Der zweite Tag des Symposiums begann mit Fragestellungen zur Freizügigkeit,
zum Asyl und zu kulturell-religiöser Vielfalt. Prof Dr. Pal Sonnevend, Eötvös-
Loränd-Universität Budapest, hob hervor, dass das Asylrecht in der ungarischen
Verfassung nur schwach ausgeprägt sei, Ungarn allerdings die Genfer
Flüchtlingskonvention berücksichtige. Er erläuterte verschiedene Entwicklungen
im ungarischen Asylrecht. Unter anderem stellte er ein 2015 verabschiedetes
Notstandsgesetz dar, das zur Implementierung eines beschleunigten Asylverfahrens
führte. In Deutschland wiederum ist das Asylrecht durch neue Richtlinien und
Verordnungen seit den 1990er Jahren immer komplexer geworden, stellte Prof.
Dr. Kay Hailbronner, Universität Konstanz, fest. Die aktuell geltende Dublin-III-
Verordnung sei unter den derzeitigen Rahmenbedingungen nicht sachgerecht.

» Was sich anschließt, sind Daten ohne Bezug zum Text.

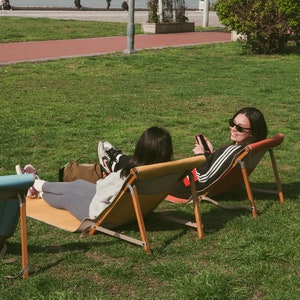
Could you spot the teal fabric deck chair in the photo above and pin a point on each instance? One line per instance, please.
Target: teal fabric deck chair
(13, 189)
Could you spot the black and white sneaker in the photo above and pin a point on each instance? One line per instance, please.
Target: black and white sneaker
(108, 156)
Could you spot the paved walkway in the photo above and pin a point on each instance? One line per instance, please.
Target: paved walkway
(48, 50)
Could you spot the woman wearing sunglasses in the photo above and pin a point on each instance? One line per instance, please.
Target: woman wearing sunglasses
(246, 126)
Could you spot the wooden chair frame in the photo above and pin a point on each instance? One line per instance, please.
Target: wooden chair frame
(144, 189)
(15, 187)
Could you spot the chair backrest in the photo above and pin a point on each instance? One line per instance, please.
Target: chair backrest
(251, 155)
(153, 184)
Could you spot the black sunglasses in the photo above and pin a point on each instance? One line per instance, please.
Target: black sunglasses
(238, 127)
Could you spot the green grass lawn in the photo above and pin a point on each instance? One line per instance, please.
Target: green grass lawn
(56, 111)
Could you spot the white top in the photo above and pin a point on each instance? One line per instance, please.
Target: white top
(106, 191)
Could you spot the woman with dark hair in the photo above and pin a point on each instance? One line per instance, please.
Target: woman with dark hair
(85, 199)
(246, 126)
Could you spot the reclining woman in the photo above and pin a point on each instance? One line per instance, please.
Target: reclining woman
(246, 126)
(84, 199)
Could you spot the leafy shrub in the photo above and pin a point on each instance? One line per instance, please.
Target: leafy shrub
(267, 24)
(172, 11)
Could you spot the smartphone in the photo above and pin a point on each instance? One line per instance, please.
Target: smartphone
(203, 141)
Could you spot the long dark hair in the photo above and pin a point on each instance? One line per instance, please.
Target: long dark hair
(154, 146)
(257, 121)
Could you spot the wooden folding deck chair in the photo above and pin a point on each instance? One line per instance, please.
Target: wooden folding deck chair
(14, 187)
(144, 189)
(239, 171)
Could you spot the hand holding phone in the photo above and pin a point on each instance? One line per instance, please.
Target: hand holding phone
(203, 142)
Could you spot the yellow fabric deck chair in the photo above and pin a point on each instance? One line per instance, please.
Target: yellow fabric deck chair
(239, 171)
(14, 187)
(144, 189)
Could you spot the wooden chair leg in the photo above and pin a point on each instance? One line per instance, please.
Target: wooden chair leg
(276, 175)
(139, 217)
(248, 188)
(196, 207)
(23, 236)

Die Behandlung von Bootsflüchtlingen sei eine humanitäre und rechtliche
Herausforderung. In der anschließenden Diskussion wurde die Notwendigkeit
von Reformen betont, auch wenn eine Dublin-IV-Verordnung derzeit politisch
nicht realisierbar sei.
Im vierten Block stellte Dr. Peter Daräk, Präsident des obersten Gerichtshofs
in Ungarn, die Kompetenzen dieses Gerichts, der Kurie, nach der Reform im Jahr
2011 dar. Einen Schwerpunkt legte er dabei auf die Verfassungsbeschwerde und die
Normenkontrolle. Anhand von Rechtsprechung wurde deren Relevanz erläutert
und abschließend ein Fazit nach fünf Jahren Erfahrung gezogen. Besonders
warnte er davor, dass der Konflikt zwischen den Rechtsinstitutionen nicht zu
Lasten des Grundrechtsschutzes ausgetragen werden dürfe. Er stellte jedoch fest,
dass sich der Grundrechtsschutz durch eine Erweiterung des Prüfungsumfangs
des Verfassungsgerichts sowie die Verfassungsmäßigkeit letztinstanzlicher Urteile
positiv entwickelt hat. In diesem Zusammenhang hob das Verfassungsgericht einige
Urteile der Kurie auf, die die Presse- und Meinungsfreiheit nicht hinreichend
würdigten. Dr. Ulrich Maidowski, Richter am Bundesverfassungsgericht,
gewährte anschließend einen Einblick in die Arbeit des Bundesverfassungsgerichts
und in den praktischen Ablauf einer Verfassungsbeschwerde. Er betonte, dass
obwohl 95 % aller Verfassungsbeschwerden abgewiesen werden würden, das
Bundesverfassungsgericht großes Vertrauen innerhalb der Bevölkerung genießt und
die Richter sich dessen bewusst seien. Die abgewiesenen Verfassungsbeschwerden
deuten allerdings auf wichtige gesellschaftliche Themen hin. Er verwies auf
die Vielfältigkeit von Meinungen im Senat, die eine gegenseitige Kontrolle und
Ergänzung bei der Urteilsfindung ermöglicht.